Life, like a road, has rough spots. My father had two addictions, cars and smoking. I acquired one. The other killed him. By 1980 emphysema had robbed him of his ability to breath. His heart beat strong but his lungs were gone.

My father was hospitalized in his last days. Finally the doctor told me there was no more they could do. My father could go home. They would get an ambulance.

He would come home but there would be no ambulance. I fit the Corvette with an oxygen tank and we took our last ride together, his last ride...home, the three of father, my car and me.

Photography by John Currens

Photography by John Currens

1994 found my mother who had nurtured my appreciation for great books and love of history suffering from the mental ravages of Alzheimer’s disease.

Her affliction had reached the point where her recognition of me was fleeting. I learned a lot about Alzheimer’s during that time. One thing I learned was that memory does not deteriorate uniformly. I would wheel her out to the nursing home parking lot on sunny days and bring her by the familiar Corvette. I would open the passenger door and sit on the sill facing her in her wheelchair. Sitting there under blue skies old memories would flash across her face like short-lived sparks and disappear. My mother would smile.

As time passes I find that others with cars and stories gravitate to like souls.

In July of 2017 a local newspaper covered a celebratory driving event I held to mark the day in 1967 when I bought my Corvette. There were 40 cars and 50 or so friends. A few days later I received an email. It congratulated me on owning my car for so long and then continued to relate a memory. The writer recalled a favorite science teacher back in the late 1960’s with the same name as mine who had a Corvette the same color as mine. By any chance had I been that teacher?

Yes, Rocco, that was me.
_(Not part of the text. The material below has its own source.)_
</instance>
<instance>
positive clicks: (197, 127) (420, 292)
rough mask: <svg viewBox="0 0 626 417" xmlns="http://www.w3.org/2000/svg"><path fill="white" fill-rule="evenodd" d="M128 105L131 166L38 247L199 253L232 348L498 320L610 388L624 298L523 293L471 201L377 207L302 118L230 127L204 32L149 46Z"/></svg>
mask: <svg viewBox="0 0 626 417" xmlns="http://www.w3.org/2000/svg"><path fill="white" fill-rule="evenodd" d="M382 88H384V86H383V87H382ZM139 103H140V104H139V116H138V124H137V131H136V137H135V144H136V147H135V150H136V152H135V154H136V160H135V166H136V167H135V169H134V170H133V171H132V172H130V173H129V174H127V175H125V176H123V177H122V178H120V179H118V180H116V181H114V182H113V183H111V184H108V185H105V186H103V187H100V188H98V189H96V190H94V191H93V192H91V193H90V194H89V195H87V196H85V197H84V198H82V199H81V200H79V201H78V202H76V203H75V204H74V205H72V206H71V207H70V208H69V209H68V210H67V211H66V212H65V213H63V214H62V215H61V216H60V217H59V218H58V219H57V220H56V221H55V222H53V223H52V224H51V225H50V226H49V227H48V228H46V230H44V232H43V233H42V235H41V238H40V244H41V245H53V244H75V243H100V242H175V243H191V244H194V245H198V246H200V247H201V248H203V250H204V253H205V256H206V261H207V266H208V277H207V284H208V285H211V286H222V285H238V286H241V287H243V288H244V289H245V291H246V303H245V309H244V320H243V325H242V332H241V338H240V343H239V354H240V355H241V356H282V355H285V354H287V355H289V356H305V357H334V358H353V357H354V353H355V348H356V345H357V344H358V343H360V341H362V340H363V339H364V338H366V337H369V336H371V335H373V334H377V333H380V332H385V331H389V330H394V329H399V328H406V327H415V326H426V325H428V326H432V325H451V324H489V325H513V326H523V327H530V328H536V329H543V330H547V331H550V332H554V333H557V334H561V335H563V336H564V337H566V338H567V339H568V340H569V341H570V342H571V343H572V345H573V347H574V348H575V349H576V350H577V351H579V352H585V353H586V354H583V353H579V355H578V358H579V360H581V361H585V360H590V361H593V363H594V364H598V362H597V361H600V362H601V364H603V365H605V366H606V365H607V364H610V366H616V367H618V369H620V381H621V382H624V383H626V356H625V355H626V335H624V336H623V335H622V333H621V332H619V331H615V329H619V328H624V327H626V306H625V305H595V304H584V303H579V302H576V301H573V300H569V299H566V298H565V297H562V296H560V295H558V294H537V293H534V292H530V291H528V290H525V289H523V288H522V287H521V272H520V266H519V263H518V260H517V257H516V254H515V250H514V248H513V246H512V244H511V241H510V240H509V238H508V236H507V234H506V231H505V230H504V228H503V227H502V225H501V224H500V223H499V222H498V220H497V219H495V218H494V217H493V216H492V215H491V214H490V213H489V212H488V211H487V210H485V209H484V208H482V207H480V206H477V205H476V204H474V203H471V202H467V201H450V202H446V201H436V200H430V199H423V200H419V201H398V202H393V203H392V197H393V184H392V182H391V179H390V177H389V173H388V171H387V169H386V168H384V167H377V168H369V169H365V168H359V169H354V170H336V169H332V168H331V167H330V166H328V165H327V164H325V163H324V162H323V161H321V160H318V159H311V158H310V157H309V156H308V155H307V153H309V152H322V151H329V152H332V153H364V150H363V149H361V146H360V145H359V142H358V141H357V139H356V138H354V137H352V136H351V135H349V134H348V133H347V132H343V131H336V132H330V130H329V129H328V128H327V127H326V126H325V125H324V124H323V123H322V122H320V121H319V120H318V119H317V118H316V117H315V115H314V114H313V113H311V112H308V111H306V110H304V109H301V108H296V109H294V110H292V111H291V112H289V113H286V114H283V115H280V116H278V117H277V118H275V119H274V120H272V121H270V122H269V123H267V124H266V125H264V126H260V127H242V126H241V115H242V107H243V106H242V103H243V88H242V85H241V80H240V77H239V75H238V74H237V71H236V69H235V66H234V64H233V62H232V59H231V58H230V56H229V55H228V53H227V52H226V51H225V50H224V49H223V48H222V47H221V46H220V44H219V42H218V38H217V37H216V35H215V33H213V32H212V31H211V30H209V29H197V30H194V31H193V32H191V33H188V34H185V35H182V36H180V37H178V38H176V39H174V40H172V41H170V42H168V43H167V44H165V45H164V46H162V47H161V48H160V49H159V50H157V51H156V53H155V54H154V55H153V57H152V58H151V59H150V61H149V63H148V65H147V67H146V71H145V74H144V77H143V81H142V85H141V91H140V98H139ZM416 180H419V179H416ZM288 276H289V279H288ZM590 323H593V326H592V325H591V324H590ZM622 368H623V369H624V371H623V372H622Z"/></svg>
Rocco went on to relate that he had gone on to graduate from the same engineering school as I did and now, as he considered retirement, he restored classic GM muscle cars for a hobby and owned a 1965 Corvette.

Fifty years later, Rocco has returned as a participant in my adult school course on collectible automobiles.

Photography by John Currens

Photography by John Currens

It just confirmed what I have long known; a cared for and driven old car gives birth to fresh new stories with pleasing regularity.

I am blessed that these are the best days of my life. As I continue my journey into the next 50 years behind the wheel of my 1961 Corvette, my only certainty is that fresh memories await me.